I lost a lot of skin on my first down on the street. I was wearing a t-shirt, shorts, and loafers with holes in them. I lost my shoes in the off. Road pizza from my pinkie toe to my pinkie on my left side. 

ATGATT.

Glad you're okay.

 

maschinenbau (I live here)
maschinenbau (I live here) SuperDork
5/3/20 6:31 p.m.

Recovery was quick and I feel great. This weekend's weather had me itching to ride again...even searching for an "interim" bike.
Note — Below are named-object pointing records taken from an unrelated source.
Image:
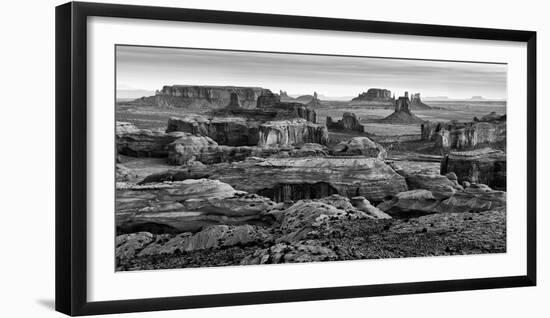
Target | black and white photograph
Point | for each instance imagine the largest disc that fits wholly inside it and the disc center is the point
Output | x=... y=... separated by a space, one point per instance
x=229 y=158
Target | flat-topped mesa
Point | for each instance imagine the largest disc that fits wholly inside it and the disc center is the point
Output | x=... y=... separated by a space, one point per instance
x=292 y=132
x=460 y=136
x=349 y=121
x=374 y=94
x=403 y=104
x=416 y=102
x=202 y=97
x=402 y=113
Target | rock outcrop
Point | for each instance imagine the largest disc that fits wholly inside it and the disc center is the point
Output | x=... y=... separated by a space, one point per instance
x=290 y=253
x=420 y=201
x=374 y=95
x=292 y=132
x=283 y=179
x=460 y=136
x=131 y=141
x=202 y=97
x=487 y=166
x=417 y=104
x=178 y=155
x=349 y=121
x=359 y=146
x=402 y=113
x=186 y=206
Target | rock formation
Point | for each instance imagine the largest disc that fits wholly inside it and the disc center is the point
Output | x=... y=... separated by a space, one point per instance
x=487 y=166
x=359 y=146
x=283 y=179
x=135 y=142
x=315 y=101
x=402 y=113
x=186 y=206
x=417 y=104
x=234 y=101
x=461 y=136
x=420 y=201
x=202 y=97
x=240 y=131
x=178 y=155
x=291 y=132
x=349 y=121
x=374 y=95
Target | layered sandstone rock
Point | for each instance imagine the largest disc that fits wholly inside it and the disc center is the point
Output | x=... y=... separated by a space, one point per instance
x=459 y=136
x=487 y=166
x=290 y=253
x=349 y=121
x=231 y=131
x=402 y=113
x=374 y=95
x=203 y=97
x=359 y=146
x=420 y=201
x=178 y=155
x=291 y=132
x=186 y=206
x=417 y=104
x=135 y=142
x=283 y=179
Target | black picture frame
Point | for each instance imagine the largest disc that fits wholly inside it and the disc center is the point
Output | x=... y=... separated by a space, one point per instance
x=71 y=157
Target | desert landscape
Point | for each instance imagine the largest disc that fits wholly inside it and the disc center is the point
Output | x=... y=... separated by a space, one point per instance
x=226 y=175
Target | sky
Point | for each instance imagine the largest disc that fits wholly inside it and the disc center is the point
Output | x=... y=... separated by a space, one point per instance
x=142 y=70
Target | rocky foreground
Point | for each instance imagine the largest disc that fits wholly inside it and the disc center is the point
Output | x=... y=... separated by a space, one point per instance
x=263 y=186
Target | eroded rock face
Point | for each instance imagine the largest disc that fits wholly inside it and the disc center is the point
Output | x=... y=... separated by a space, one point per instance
x=349 y=121
x=186 y=206
x=135 y=142
x=231 y=131
x=290 y=253
x=291 y=132
x=359 y=146
x=240 y=131
x=461 y=136
x=374 y=94
x=350 y=177
x=203 y=97
x=487 y=166
x=420 y=201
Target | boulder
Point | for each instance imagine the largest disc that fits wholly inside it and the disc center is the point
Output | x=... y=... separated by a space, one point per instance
x=359 y=146
x=487 y=166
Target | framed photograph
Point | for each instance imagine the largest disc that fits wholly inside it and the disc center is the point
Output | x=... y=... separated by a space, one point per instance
x=210 y=158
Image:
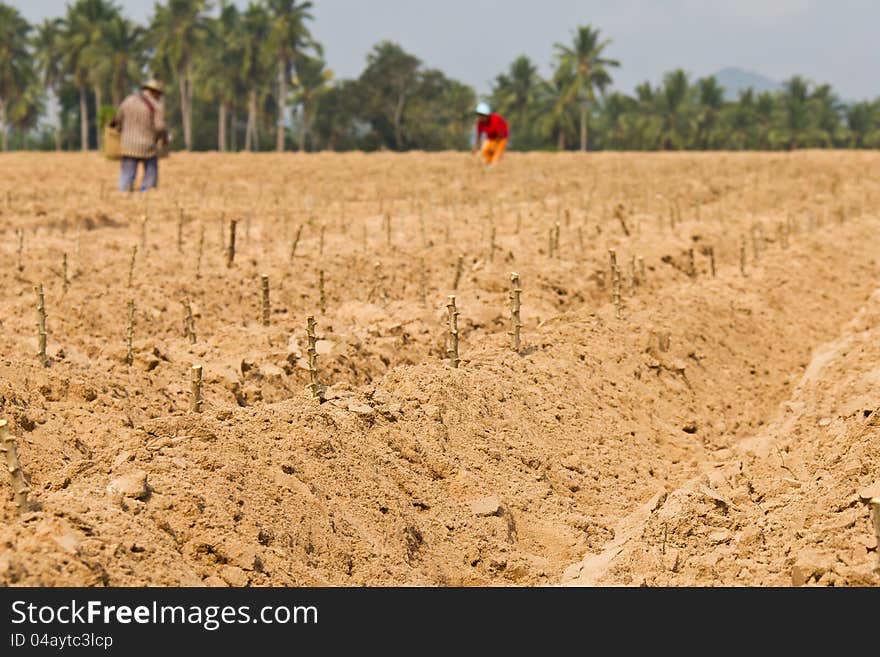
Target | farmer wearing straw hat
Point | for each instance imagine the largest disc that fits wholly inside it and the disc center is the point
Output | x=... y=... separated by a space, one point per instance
x=495 y=129
x=141 y=120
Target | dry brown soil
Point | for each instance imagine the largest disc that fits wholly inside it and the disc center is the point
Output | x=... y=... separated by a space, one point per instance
x=715 y=429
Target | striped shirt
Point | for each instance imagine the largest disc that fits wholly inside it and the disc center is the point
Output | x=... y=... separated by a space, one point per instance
x=140 y=126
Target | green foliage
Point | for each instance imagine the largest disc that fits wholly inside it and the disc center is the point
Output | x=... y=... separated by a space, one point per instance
x=106 y=115
x=257 y=72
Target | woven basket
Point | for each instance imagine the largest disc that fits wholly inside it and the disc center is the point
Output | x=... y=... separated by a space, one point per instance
x=112 y=149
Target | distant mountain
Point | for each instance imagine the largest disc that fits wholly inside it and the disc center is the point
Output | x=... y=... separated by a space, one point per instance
x=735 y=80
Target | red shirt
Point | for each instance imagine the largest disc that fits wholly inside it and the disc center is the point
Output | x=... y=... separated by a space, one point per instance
x=494 y=127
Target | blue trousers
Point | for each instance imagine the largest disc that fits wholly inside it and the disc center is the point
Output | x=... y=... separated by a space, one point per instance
x=128 y=173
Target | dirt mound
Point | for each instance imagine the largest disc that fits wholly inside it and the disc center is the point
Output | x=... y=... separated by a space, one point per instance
x=713 y=429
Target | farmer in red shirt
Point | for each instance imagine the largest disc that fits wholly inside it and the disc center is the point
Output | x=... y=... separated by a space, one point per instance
x=495 y=129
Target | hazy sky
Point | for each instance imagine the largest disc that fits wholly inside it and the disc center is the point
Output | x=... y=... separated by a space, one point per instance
x=474 y=40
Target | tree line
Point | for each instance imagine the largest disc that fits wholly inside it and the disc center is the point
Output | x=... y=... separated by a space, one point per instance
x=256 y=79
But here's some more damage pictures. I can't tell from eye-balling if the sprocket is aligned to the rear wheel. Lots of aluminum shavings. Not sure they happened all at once from the chain break, or if there was contact before. I'd think I would hear the chain hitting something. I also can't tell if any engine mounting brackets are bent, or if the frame itself is bent. I need to figure out how to check sprocket-to-sprocket alignment, because that's my leading theory and probably what needs to be fixed. For now I drained the carbs and tank so it can sit for a while.

mazdeuce - Seth
mazdeuce - Seth Mod Squad
5/3/20 6:44 p.m.

Sorry you tipped over. sad

Glad you were wearing gear. That little thing was the difference between a bit of a boo boo, and some serious injury and pain. 

How easy is it to source a new side case? 

maschinenbau (I live here)
maschinenbau (I live here) SuperDork
5/15/20 7:46 a.m.

New chain and sprockets are installed, just waiting on some chain cleaner/lube and a new helmet to try it out. I took good care to align the rear wheel, using a straight edge to check angle between the sprockets. Either the frame or the swing arm is definitely bent, due to how much I had to angle the rear wheel. Check out the 1/4" to 3/8"difference in the adjuster bolts. I did rip around the block and it seems to ride smooth, but only high speed will tell if the chain slaps like it did before it failed.

I think I can "un-bend" the frame by laying the bike over on my engine hoist, strapping the the frame to the hoist legs, and pulling on the engine in the opposite direction I crashed. But I think it's ride-able for now.